Transcriptomics in human blood incubation reveals the importance of oxidative stress response in Saccharomyces cerevisiae clinical strains
1 Instituto de Agroquímica y Tecnología de los Alimentos, IATA-CSIC, P.O. Box, 73. E-46100, Burjassot, Spain
2 Department of Microbial Pathogenicity Mechanisms, Leibniz Institute for Natural Product Research and Infection Biology, Hans-Knoell-Institute (HKI), Jena, Germany
3 Friedrich Schiller University, Jena, Germany
4 Department of Food Science, Food Microbiology, Faculty of Life Sciences, University of Copenhagen, Copenhagen, Denmark
Citation and License
BMC Genomics 2012, 13:419 doi:10.1186/1471-2164-13-419Published: 23 August 2012
In recent years an increasing number of yeast infections in humans have been related to certain clinical isolates of Saccharomyces cerevisiae. Some clinical strains showed in vivo and in vitro virulence traits and were able to cause death in mice whereas other clinical strains were avirulent.

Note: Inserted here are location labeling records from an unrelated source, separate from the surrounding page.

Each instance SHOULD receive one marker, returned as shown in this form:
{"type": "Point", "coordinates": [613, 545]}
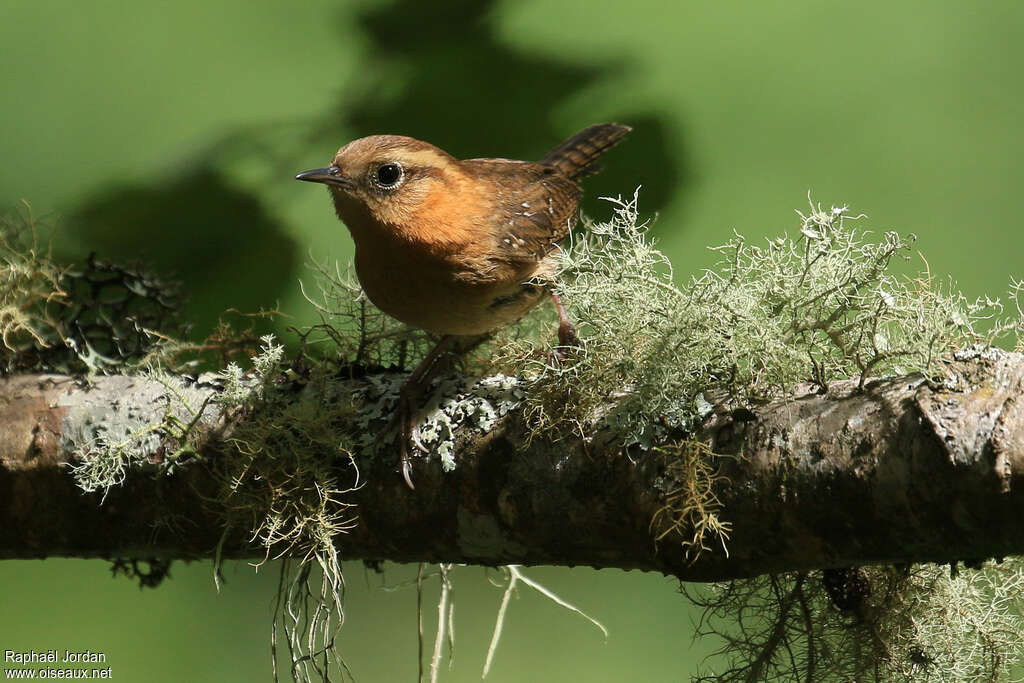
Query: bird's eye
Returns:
{"type": "Point", "coordinates": [389, 175]}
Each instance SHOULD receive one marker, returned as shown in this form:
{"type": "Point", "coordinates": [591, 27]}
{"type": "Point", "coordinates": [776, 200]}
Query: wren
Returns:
{"type": "Point", "coordinates": [458, 247]}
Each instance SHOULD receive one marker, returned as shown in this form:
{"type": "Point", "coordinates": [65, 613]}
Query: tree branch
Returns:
{"type": "Point", "coordinates": [901, 471]}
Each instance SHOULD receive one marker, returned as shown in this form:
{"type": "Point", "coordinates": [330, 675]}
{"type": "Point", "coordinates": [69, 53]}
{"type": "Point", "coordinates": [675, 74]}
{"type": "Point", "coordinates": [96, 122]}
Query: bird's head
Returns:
{"type": "Point", "coordinates": [382, 182]}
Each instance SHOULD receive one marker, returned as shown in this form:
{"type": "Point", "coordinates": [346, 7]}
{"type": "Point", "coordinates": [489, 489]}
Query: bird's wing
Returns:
{"type": "Point", "coordinates": [535, 208]}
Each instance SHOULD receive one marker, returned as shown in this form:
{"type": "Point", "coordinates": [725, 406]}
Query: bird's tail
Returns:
{"type": "Point", "coordinates": [578, 156]}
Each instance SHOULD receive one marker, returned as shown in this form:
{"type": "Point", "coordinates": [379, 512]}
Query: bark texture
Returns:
{"type": "Point", "coordinates": [900, 471]}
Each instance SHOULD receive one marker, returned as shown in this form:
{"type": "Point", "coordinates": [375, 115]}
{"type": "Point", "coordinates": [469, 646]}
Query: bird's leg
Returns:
{"type": "Point", "coordinates": [566, 333]}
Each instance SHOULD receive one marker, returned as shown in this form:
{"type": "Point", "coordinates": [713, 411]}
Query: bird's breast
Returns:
{"type": "Point", "coordinates": [436, 294]}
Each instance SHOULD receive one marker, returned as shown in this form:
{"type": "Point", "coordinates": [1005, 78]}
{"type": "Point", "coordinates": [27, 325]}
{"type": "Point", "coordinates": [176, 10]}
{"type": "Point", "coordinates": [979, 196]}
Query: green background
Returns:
{"type": "Point", "coordinates": [170, 131]}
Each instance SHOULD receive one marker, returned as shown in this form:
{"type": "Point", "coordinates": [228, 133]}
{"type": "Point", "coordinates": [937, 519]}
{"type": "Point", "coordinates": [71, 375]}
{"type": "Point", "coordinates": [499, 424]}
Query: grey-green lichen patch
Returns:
{"type": "Point", "coordinates": [916, 623]}
{"type": "Point", "coordinates": [823, 305]}
{"type": "Point", "coordinates": [123, 422]}
{"type": "Point", "coordinates": [452, 402]}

In this work, we studied the transcriptional profiles of two S. cerevisiae clinical strains showing virulent traits and two control non-virulent strains during a blood incubation model and detected a specific transcriptional response of clinical strains. This response involves an mRNA levels increase of amino acid biosynthesis genes and especially oxidative stress related genes. We observed that the clinical strains were more resistant to reactive oxygen species in vitro. In addition, blood survival of clinical isolates was high, reaching similar levels to pathogenic Candida albicans strain. Furthermore, a virulent strain mutant in the transcription factor Yap1p, unable to grow in oxidative stress conditions, presented decreased survival levels in human blood compared with the wild type or YAP1 reconstituted strain.
Our data suggest that this enhanced oxidative stress response in virulent clinical isolates, presumably induced in response to oxidative burst from host defense cells, is important to increase survival in human blood and can help to infect and even produce death in mice models.